Knicks ya vencieron a Spurs en la Copa NBA, ahora deben hacerlo en las Finales

GREENBURGH, Nueva York, EE.UU. (AP) — Cuando los Knicks de Nueva York decidieron no colgar un letrero tras ganar la Copa NBA ante los Spurs de San Antonio, lo hicieron porque estaban esperando celebrar algo más grande.
Esa espera ya va por 53 años y solo puede terminar ahora al vencer otra vez a los Spurs.
Casi una semana después de asegurar su primer boleto a las Finales de la NBA desde 1999, los Knicks por fin pudieron entrenar el domingo sabiendo contra quién se estaban preparando, después de que Victor Wembanyama y los Spurs derrotaran a Oklahoma City el sábado por la noche en el séptimo partido de las finales de la Conferencia Oeste.
“Quiero decir, son un equipo especial”, comentó el escolta de los Knicks Deuce McBride. “Obviamente tienen al Jugador Defensivo del Año, obviamente una gran organización y cuentan con muchos jóvenes muy buenos, así que estamos emocionados por este enfrentamiento”.

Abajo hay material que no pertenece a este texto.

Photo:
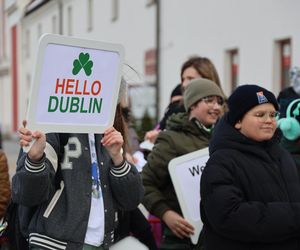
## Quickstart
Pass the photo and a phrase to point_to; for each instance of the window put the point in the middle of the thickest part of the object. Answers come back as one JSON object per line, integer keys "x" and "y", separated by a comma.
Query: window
{"x": 115, "y": 10}
{"x": 70, "y": 21}
{"x": 39, "y": 31}
{"x": 232, "y": 67}
{"x": 27, "y": 44}
{"x": 150, "y": 2}
{"x": 90, "y": 15}
{"x": 54, "y": 24}
{"x": 285, "y": 62}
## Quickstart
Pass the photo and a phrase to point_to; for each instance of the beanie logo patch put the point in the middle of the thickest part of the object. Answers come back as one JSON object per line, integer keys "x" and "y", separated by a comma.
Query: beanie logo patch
{"x": 261, "y": 98}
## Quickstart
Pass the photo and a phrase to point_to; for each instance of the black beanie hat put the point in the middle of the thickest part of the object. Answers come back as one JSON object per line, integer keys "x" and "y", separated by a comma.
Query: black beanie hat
{"x": 246, "y": 97}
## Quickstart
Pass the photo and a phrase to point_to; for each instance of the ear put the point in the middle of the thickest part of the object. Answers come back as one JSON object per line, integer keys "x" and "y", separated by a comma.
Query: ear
{"x": 238, "y": 125}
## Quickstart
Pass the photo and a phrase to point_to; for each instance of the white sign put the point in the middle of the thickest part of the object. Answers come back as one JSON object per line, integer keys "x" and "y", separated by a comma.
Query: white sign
{"x": 185, "y": 173}
{"x": 75, "y": 85}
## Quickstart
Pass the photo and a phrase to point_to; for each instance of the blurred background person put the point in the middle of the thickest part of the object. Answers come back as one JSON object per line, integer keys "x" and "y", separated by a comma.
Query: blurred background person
{"x": 250, "y": 187}
{"x": 290, "y": 128}
{"x": 193, "y": 68}
{"x": 290, "y": 93}
{"x": 185, "y": 133}
{"x": 5, "y": 192}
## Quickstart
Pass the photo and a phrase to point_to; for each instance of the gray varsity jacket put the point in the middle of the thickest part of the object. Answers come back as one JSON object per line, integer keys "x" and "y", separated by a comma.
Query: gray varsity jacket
{"x": 60, "y": 221}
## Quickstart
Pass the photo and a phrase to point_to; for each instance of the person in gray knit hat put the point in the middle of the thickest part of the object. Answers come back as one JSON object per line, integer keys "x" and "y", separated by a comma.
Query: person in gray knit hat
{"x": 185, "y": 133}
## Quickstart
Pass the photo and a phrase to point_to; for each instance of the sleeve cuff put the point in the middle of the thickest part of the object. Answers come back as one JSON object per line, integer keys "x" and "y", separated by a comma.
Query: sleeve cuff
{"x": 121, "y": 170}
{"x": 35, "y": 166}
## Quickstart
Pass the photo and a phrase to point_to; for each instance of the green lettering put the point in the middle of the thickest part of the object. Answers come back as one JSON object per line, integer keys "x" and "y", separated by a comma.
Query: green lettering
{"x": 61, "y": 108}
{"x": 97, "y": 105}
{"x": 50, "y": 107}
{"x": 74, "y": 104}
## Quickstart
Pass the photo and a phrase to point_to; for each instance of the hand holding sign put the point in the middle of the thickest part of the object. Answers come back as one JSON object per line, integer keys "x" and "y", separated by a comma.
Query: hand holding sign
{"x": 179, "y": 226}
{"x": 185, "y": 172}
{"x": 33, "y": 143}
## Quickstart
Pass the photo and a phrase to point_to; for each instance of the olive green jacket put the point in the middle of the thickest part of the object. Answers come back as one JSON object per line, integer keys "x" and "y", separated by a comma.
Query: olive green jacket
{"x": 180, "y": 137}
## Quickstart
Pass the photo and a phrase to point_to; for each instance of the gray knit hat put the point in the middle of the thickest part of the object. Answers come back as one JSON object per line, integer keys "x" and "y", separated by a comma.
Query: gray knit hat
{"x": 198, "y": 89}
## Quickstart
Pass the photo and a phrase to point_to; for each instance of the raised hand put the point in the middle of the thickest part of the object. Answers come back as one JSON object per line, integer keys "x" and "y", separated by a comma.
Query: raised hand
{"x": 178, "y": 225}
{"x": 26, "y": 136}
{"x": 113, "y": 142}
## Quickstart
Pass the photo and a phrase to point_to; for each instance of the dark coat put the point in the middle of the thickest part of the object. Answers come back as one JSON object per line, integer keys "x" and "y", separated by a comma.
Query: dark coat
{"x": 4, "y": 184}
{"x": 250, "y": 194}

Es el mismo que la última vez que los Knicks estuvieron en las Finales de la NBA, cuando los Spurs los vencieron hace 27 años y dejaron a Nueva York sin un título desde 1973.
Los Knicks creían que este año tendrían una buena oportunidad de acabar con la sequía y tuvieron un ensayo de lo que es perseguir un campeonato en diciembre, cuando vencieron a San Antonio en Las Vegas para ganar la Copa NBA.
Luego, los Knicks optaron por no unirse a los Lakers y a Milwaukee, los ganadores anteriores del torneo de mitad de temporada, en izar una pancarta en el Madison Square Garden para reconocerlo. Seis meses después, no le dan demasiada importancia a aquella victoria, conscientes de lo diferentes que son ambos equipos.
“Obviamente hubo buena energía alrededor de eso, pero no creo que eso vaya a ser equivalente a cómo será el ambiente o la energía en su cancha, u obviamente en el Garden”, manifestó el alero de los Knicks Josh Hart.
“Técnicamente ese partido no ocurrió, así que no creo que haya nada que podamos aprender de eso”, añadió Hart, bromeando con el hecho de que la final de la Copa, un partido número 83 para ambos equipos, no cuenta en la clasificación ni en las estadísticas.
Los equipos se repartieron los dos partidos que sí importaban, con la victoria de San Antonio en la víspera de Año Nuevo iniciando una espiral a mitad de temporada para un equipo de los Knicks que llegó con marca de 23-9. Luego, después de que los Spurs terminaran invictos en febrero, Nueva York cortó su racha de 11 triunfos con una victoria en casa por 114-89 el 1 de marzo.
El primer partido es el miércoles en San Antonio. Más que Wembanyama y los Spurs, el mayor problema de los Knicks podría ser su falta de ritmo de juego.
Como están arrasando en la postemporada con una racha de 11 victorias, ese será apenas el décimo partido en un lapso de 35 días para los Knicks, que comenzó con el triunfo decisivo del 30 de abril ante Atlanta en el sexto partido de la primera ronda.
Después barrieron a Filadelfia y tuvieron más de una semana libre antes de abrir las finales de la Conferencia Este contra Cleveland. Su inactividad se notó claramente tras ese descanso prolongado, ya que acertaron 4 de 23 triples en tres cuartos y llegaron a estar abajo por 22 puntos al inicio del cuarto periodo antes de reaccionar para ganar en tiempo extra.
“Entendemos lo que pasó la última vez que tuvimos un parón así, así que solo estamos tratando de ser mejores de lo que fuimos la última vez”, señaló el pívot Karl-Anthony Towns.
Ese fue el único problema que tuvieron los Knicks con los Cavaliers, al llevarse con facilidad los siguientes tres partidos y cerrar la serie el lunes pasado. Han superado a sus rivales por 262 puntos durante la racha de victorias, el mayor margen en cualquier tramo de 11 partidos en la historia de la NBA.
Los Knicks no esperan nada tan sencillo contra los Spurs, cuya victoria en el duelo de 1999 fue el primero de sus cinco títulos de la NBA. El entrenador de Nueva York, Mike Brown, estuvo en el banquillo en uno de ellos como asistente de Gregg Popovich, y fue el entrenador derrotado en otro cuando los Spurs barrieron a Cleveland en 2007.
“Tengo vínculos con San Antonio y aprecias a la gente, aprecias el recorrido y todo eso”, expresó Brown, quien aún tiene familiares viviendo en San Antonio. “Pero al final del día, igual que ellos quieren ganarte, tú definitivamente quieres ganarles”.